I’m pretty sure, given those two quotes, that Beaudelaire must not have been a modern American citizen.

When working on an artwork, sometimes it’s just not possible to repair an imperfection without destroying the only valuable thing in the work. In these cases don’t forget that you have the option to amplify the imperfection.

If you can’t beat ’em, join ’em.


Impatiently gathering dust

Sunday, 11 November 2009

Charles Ives’ first symphony was completed in 1898. It was first performed in 1953.


Ellard is dead, long live Ellard

Wednesday, 11 November 2009

OOF.

The public can only handle a very small period of an artist’s output and once that is in place, the artist is effectively dead to them.

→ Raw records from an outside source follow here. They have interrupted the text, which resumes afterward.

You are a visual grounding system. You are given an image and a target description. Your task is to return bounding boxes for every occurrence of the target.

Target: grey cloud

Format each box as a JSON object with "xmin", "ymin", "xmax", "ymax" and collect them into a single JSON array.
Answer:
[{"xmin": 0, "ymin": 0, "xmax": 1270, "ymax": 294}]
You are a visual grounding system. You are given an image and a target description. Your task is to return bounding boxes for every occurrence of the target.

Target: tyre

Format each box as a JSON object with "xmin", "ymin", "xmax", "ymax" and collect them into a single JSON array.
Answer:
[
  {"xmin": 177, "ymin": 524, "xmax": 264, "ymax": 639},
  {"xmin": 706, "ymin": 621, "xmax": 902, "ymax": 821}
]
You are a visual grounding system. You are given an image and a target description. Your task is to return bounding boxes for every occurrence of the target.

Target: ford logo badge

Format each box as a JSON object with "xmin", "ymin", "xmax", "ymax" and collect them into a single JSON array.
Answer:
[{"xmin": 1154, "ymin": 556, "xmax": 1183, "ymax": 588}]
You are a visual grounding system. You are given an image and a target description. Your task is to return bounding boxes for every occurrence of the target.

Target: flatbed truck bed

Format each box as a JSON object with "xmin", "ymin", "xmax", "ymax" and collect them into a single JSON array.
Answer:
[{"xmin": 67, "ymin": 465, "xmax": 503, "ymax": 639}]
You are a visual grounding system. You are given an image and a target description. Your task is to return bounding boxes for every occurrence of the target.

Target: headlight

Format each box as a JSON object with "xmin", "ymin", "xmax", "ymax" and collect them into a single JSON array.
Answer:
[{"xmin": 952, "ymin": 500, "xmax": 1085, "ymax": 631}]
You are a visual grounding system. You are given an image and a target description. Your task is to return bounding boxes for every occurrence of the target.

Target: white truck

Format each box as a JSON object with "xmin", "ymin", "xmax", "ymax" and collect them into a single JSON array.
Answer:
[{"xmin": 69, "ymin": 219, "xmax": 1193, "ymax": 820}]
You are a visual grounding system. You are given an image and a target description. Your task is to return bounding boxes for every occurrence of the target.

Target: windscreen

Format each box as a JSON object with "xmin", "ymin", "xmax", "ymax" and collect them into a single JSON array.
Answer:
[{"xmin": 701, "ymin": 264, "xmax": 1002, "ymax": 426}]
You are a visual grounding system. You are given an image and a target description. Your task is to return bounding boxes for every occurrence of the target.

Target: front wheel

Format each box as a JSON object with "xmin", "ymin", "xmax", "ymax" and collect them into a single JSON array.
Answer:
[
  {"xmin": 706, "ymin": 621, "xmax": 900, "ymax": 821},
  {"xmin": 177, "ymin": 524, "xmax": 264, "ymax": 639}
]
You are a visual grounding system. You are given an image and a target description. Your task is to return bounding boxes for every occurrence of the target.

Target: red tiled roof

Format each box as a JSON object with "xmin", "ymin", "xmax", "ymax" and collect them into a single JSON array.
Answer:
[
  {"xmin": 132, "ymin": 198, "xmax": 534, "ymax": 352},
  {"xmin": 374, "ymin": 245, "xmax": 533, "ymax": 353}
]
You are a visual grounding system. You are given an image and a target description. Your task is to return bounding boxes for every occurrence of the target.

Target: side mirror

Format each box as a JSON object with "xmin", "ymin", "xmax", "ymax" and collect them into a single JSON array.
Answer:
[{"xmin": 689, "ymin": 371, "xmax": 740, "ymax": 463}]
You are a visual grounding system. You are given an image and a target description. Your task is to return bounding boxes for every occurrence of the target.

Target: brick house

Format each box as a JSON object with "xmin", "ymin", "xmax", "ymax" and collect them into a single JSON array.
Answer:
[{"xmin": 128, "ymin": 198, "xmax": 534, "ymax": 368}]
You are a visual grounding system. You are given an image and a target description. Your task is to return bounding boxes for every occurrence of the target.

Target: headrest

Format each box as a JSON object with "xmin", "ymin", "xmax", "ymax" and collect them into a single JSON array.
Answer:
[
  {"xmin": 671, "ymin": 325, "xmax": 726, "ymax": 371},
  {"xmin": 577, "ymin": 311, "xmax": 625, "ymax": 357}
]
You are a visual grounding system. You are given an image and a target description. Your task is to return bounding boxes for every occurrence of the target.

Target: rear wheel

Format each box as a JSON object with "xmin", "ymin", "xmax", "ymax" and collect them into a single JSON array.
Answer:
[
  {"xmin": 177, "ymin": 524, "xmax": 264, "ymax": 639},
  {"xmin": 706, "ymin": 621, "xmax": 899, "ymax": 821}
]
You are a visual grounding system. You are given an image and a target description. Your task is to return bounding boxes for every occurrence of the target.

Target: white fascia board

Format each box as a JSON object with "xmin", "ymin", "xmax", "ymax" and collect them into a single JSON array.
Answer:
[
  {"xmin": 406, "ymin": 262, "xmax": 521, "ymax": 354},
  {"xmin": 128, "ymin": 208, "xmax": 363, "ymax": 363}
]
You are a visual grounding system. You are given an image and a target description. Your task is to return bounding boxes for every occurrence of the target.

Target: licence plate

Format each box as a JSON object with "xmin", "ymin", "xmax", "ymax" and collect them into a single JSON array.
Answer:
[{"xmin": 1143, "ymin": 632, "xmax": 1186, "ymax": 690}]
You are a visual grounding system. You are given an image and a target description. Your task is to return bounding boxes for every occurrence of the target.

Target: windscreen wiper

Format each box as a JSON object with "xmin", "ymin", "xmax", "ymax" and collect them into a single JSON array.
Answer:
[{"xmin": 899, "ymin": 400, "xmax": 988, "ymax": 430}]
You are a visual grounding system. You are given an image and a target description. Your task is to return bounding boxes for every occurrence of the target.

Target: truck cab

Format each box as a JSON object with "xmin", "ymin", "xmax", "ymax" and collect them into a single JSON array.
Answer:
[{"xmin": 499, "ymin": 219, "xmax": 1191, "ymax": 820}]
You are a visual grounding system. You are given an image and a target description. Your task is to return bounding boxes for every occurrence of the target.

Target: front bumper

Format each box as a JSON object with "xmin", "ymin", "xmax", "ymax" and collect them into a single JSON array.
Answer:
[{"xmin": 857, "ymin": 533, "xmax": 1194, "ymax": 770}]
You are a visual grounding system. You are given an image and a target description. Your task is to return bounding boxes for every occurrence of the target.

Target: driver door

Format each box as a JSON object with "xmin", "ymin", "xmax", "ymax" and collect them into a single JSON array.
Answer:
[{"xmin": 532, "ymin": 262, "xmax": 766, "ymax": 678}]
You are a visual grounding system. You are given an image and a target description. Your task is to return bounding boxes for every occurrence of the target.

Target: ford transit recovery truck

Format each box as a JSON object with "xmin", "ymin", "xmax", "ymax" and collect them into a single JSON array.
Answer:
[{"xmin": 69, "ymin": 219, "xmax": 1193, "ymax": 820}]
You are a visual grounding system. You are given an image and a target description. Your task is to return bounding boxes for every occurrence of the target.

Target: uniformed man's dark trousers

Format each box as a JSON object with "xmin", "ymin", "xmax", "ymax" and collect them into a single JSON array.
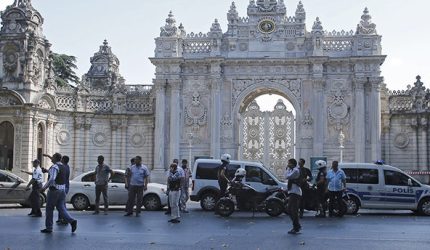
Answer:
[
  {"xmin": 328, "ymin": 191, "xmax": 342, "ymax": 216},
  {"xmin": 288, "ymin": 194, "xmax": 301, "ymax": 231},
  {"xmin": 30, "ymin": 184, "xmax": 42, "ymax": 216},
  {"xmin": 127, "ymin": 185, "xmax": 143, "ymax": 214},
  {"xmin": 45, "ymin": 189, "xmax": 74, "ymax": 230},
  {"xmin": 95, "ymin": 185, "xmax": 109, "ymax": 212}
]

I guess this is a good argument for my strategy (unintended though it may have been) to plod along for decades and never have any public recognition whatsoever. If the public don’t know you’re there, they can’t forget you!


The sound is now

Monday, 09 September 2009

What was the last music you heard that shocked you and made you think “This is the sound of the future!” ?


Drone Fish

Wednesday, 07 July 2009

If you love drones (I thought everyone did!) you should listen to this NPR Morning Edition segment about the midshipman fish:

NPR Morning Edition, midshipman fish

That fish makes some astoundingly beautiful acoustic drones. I could listen to a whole CD of nothing but that. Constant indeed.


Ellard and squoonsch

Sunday, 06 June 2009

Tom Ellard’s latest blog entry picks apart “sound art”.
Very funny piece. I have had opinions exactly like this when listening to performances and recordings of that kind of music. I have even thought about drones as an ‘easy way’ at times, my well documented fondness for them notwithstanding… (ahhh drones, like a warm snuggly blanket!)

Then I’ve also attended some performance festivals where the ‘squoonsch’-y stuff was more entertaining and enjoyable than the scores of kids with laptops making skittering IDM beats ill-paired with simplistic melodies, when droning haze was closer to ‘music’ than the other stuff.

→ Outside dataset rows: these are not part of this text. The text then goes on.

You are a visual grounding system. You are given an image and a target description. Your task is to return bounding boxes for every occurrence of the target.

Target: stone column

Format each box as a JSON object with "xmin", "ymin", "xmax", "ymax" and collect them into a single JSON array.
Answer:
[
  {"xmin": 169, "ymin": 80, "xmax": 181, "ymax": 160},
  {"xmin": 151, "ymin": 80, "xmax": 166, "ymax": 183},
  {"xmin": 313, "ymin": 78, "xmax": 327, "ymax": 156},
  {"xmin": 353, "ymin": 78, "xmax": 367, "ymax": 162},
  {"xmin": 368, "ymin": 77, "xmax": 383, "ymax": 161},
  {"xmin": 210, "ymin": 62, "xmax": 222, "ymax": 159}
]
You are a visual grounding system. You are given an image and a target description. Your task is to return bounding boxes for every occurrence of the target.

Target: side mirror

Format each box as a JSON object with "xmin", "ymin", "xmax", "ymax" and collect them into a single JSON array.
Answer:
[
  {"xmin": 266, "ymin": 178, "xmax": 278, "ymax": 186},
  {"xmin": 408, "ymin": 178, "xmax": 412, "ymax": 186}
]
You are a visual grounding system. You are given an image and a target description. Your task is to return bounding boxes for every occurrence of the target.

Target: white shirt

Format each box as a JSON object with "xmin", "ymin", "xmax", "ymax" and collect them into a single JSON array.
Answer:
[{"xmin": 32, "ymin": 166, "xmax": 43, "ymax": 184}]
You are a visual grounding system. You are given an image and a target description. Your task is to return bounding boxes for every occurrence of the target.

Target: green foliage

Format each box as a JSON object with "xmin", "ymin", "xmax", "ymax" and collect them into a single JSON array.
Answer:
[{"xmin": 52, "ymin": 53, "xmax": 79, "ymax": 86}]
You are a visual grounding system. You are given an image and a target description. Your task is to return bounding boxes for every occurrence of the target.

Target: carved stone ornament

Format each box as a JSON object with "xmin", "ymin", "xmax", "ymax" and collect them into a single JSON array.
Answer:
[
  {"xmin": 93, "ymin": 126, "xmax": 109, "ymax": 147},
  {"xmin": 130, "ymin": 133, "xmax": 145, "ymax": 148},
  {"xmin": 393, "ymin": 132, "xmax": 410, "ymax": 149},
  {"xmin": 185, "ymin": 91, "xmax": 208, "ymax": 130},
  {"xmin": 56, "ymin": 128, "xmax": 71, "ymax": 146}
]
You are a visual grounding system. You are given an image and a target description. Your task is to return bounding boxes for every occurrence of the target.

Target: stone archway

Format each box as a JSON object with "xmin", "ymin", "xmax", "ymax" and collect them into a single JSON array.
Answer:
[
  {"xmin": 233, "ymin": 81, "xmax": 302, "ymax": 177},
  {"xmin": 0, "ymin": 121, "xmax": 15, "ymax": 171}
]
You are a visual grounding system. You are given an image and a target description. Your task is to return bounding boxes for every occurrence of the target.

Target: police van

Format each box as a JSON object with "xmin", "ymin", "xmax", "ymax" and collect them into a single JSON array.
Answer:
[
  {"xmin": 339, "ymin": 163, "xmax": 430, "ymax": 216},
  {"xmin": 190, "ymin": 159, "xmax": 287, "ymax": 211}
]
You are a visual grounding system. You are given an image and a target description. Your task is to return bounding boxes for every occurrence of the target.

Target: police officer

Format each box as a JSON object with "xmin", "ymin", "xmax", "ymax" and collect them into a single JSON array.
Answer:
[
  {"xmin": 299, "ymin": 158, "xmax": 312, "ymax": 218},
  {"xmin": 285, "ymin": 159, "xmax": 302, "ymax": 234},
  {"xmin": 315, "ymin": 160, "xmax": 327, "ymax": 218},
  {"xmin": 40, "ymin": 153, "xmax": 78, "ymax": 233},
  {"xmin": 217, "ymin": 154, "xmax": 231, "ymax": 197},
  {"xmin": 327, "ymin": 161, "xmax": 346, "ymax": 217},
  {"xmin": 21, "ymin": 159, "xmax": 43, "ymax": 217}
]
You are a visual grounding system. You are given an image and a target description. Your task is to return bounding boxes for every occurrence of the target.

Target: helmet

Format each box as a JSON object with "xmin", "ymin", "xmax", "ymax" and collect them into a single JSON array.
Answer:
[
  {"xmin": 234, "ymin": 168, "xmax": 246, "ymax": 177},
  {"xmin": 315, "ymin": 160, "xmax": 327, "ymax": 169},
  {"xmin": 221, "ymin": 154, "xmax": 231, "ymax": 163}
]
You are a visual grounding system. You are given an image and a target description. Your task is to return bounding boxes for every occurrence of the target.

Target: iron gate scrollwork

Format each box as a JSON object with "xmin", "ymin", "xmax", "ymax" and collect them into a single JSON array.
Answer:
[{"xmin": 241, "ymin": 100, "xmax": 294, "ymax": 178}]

A friend of mine once said “Making music is easy, making good music is ass-hard.”

Then again, I don’t know anything about “sound art”, a term which seems antiseptically academic. I’m just a guy who digs making and listening to weird shit.


More Quotes

Friday, 06 June 2009

I began to get enormously interested in hearing how everybody said the same thing over and over again with infinite variations but over and over again until finally if you listened with great intensity you could hear it rise and fall and tell all that there was inside them, not so much by the actual words they said or the thoughts they had but the movement of their thoughts and words.

–Gertrude Stein

Repetition doesn’t really exist.
As far as your mind is concerned, nothing happens the same twice, even if in every technical sense, the thing is identical. Your perception is constantly shifting. It doesn’t stay in one place.

–Brian Eno


Quote

Thursday, 06 June 2009

“With painting or words, you can always confirm what you’ve done, but music returns to nothing. It’s like seeing a part of yourself echoing away into nothingness.”